The scheme is solved using (the Fortran interface to) SUNDIALS. In particular, because of the nontrivial coefficient $Q$, an implicit differential algrebraic solver is used (IDA) to solve the equations.
I have successfully implemented these equations and test cases yield coherent results. The computation time is constrained by $N$, the resolution of our model.
Now, no matter how precisely I specify my initial conditions for certain physically relevant scenarios, I find a spurious growth in my system, that leads to the equations becoming stiff, and eventually Q is no longer invertible and the integration fails. The problem is (temporarily) alleviated by increasing $N$, but no matter how high I can reasonably make $N$, the instability still appears. So I would like to see if anyone has any recommendations on a smoothing operation, or perhaps adding some type of viscosity, to attenuate this instability, while keeping the results physically relevant.
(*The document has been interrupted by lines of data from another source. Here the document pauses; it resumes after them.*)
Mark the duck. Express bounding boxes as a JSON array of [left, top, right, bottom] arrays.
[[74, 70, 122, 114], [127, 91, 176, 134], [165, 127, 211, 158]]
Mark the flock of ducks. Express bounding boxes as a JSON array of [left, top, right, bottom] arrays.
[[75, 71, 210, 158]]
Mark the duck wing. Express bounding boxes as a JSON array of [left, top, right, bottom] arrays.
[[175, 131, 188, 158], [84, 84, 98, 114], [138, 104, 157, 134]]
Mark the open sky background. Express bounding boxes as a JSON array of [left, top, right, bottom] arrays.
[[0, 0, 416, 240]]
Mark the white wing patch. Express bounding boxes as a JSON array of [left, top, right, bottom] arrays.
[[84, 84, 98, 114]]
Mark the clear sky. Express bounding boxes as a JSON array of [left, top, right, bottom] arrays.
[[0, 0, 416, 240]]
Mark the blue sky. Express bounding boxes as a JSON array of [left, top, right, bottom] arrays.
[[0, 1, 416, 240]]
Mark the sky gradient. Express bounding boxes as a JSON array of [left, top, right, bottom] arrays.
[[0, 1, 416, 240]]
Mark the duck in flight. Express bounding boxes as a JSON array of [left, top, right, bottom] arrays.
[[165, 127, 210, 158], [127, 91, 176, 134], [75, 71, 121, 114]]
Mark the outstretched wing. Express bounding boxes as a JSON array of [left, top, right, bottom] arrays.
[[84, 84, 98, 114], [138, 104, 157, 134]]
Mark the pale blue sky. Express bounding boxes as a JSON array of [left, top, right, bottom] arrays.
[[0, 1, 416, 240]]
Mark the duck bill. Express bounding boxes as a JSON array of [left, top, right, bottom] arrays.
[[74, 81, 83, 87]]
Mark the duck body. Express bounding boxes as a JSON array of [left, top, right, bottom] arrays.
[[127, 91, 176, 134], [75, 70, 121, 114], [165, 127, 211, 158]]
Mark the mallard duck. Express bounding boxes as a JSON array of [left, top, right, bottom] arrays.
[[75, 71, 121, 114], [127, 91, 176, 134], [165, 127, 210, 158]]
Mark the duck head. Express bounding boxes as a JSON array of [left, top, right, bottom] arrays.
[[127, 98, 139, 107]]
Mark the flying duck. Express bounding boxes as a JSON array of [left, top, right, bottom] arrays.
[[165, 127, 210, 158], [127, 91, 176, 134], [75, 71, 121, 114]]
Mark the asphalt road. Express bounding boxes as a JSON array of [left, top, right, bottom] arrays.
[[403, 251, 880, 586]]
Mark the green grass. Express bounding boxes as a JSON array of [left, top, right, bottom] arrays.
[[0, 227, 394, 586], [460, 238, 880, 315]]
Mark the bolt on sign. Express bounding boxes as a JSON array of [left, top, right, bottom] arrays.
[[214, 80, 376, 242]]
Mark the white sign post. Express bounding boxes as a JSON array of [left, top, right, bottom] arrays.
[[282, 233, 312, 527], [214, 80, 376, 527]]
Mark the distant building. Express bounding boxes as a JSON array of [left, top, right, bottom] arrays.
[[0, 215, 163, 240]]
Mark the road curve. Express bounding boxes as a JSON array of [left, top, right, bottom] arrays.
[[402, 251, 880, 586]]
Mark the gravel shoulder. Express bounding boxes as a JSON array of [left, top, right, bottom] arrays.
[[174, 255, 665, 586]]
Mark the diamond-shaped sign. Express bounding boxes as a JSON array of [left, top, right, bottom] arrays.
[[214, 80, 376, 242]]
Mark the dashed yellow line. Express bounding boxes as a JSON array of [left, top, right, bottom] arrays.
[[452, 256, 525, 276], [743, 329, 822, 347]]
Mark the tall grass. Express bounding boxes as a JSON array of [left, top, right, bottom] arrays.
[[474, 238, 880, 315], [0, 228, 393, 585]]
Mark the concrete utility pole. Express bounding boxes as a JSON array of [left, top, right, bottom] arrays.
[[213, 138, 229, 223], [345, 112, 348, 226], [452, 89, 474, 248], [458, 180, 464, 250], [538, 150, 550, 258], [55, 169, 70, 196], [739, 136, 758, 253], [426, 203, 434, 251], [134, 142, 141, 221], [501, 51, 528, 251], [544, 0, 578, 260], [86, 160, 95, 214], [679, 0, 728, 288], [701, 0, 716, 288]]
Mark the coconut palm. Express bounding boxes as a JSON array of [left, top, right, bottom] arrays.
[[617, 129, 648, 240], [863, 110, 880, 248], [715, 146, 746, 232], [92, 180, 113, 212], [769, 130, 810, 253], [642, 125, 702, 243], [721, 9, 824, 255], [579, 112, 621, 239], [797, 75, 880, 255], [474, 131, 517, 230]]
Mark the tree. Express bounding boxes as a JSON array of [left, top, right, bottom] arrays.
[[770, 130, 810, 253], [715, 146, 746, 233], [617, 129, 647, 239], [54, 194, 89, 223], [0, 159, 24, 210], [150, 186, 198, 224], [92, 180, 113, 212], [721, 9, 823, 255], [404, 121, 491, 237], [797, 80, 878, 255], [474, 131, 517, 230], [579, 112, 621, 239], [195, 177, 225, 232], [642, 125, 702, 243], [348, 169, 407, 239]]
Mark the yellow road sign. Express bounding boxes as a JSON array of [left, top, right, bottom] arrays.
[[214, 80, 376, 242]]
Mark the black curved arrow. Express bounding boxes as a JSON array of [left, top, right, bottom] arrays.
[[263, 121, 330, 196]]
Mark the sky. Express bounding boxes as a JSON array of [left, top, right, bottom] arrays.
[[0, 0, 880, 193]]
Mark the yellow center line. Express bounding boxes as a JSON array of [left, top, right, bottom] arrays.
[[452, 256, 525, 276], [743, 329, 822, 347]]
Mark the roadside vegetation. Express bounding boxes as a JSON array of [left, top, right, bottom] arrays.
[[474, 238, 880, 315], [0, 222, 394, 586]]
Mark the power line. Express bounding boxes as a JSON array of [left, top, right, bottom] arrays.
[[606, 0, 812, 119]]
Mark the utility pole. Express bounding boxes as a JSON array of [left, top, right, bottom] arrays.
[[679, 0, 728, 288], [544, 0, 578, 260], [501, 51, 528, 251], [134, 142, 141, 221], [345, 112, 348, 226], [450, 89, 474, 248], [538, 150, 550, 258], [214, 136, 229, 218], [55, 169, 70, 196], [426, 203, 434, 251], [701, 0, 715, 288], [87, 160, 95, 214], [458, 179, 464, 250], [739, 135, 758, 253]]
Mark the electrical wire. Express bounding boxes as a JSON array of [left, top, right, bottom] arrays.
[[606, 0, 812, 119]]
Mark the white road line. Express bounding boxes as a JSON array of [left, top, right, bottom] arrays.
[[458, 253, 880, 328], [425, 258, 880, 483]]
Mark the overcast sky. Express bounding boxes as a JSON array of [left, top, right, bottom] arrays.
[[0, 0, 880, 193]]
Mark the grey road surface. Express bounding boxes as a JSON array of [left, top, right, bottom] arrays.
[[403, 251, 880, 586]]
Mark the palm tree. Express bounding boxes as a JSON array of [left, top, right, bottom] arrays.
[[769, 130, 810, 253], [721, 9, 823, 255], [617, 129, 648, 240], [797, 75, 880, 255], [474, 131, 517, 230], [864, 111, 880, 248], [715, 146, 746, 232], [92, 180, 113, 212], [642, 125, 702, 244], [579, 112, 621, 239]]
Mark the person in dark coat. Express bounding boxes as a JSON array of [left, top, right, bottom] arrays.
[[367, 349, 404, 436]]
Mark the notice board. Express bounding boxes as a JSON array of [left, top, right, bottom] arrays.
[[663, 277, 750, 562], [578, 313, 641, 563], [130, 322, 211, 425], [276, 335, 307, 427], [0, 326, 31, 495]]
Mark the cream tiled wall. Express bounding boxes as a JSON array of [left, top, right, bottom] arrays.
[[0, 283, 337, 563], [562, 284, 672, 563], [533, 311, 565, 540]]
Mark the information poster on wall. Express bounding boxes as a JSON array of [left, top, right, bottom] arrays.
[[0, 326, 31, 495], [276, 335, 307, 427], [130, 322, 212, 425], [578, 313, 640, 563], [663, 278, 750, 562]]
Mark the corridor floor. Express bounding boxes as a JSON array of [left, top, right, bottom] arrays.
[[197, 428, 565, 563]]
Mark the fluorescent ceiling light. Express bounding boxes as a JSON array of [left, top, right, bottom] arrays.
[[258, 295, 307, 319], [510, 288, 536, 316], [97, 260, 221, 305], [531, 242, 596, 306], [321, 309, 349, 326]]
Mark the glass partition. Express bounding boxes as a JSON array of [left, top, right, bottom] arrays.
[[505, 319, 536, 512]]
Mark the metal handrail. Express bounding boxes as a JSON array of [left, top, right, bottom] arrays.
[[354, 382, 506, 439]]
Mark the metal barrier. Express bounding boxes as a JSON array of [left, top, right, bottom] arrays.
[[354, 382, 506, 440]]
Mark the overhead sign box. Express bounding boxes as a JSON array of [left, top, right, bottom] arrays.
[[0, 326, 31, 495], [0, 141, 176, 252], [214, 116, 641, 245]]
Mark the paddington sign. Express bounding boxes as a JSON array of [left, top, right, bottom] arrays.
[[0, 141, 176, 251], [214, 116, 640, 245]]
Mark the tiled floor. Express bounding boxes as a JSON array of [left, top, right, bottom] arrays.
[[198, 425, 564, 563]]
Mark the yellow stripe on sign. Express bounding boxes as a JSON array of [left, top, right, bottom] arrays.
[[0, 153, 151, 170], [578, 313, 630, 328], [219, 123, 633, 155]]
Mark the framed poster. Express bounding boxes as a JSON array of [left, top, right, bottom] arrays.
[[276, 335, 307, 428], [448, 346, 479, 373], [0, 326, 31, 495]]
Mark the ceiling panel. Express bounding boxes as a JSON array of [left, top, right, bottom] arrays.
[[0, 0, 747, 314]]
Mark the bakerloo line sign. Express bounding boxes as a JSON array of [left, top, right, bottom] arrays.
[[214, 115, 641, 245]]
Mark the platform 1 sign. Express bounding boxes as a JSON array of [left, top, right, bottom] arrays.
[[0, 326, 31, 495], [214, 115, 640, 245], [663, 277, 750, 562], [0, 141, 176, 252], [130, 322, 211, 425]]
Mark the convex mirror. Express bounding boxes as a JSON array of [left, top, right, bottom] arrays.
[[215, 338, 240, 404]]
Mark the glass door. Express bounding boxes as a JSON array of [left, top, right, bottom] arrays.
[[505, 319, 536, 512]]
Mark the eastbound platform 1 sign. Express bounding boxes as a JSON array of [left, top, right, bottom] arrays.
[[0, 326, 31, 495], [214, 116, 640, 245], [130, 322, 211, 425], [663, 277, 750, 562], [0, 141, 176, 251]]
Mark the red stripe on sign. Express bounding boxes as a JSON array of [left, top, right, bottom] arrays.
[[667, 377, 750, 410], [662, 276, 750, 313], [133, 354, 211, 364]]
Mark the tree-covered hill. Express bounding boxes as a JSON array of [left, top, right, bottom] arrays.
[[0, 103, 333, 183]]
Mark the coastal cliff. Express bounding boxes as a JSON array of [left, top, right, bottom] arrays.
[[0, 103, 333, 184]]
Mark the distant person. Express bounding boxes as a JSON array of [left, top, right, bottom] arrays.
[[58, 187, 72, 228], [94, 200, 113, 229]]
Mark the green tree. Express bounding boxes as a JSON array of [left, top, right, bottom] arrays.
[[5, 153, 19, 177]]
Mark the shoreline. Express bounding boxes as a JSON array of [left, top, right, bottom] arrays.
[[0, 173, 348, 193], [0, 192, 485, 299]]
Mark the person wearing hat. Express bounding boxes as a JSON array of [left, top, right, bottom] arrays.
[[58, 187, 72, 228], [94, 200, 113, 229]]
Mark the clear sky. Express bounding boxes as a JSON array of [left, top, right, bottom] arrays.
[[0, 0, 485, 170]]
As an example of this, I put IC that correspond to equations with known solution. The physical space solutions are related to a summation of the fourier series, with coefficients $y_i(t)$. At time t=0, I see that the difference between the numerical solution to my system, and what I expect is good (see fig 1; note this is for $N=16$!),
and is order $10^{-8}$, which is the order of my tolerances in the integration. Note, the solutions are order $10^{-1}$. Now, at time t=0.1, the difference between what I expect and the calculated solution is no longer so negligible, namely we see that the difference is 5 order of magnitude larger! This increases at this exponential rate until the system eventually becomes stiff and stops integrating. I am not sure if this is some kind of instability due to the physics, or the numerics, but in either case I want to get ride of it.
Naively, it seems like some kind of smoothing between integration steps could be useful, but this is has major drawbacks. The IDA uses an internal Jacobian, so it would not be a good idea to impulsively change the solutions between integration steps.
Probably the most attractive technique would be to add some kind of $viscosity$ to the system, to dampen or get rid of these growing instabilities. The part of the solution that is unstable is growing fastest, so adding something to these equations that can pick this out would be ideal. Exactly how to do this is unclear to me, so any suggestions or references to similar problems would be greatly appreciated!
Thanks,
Nick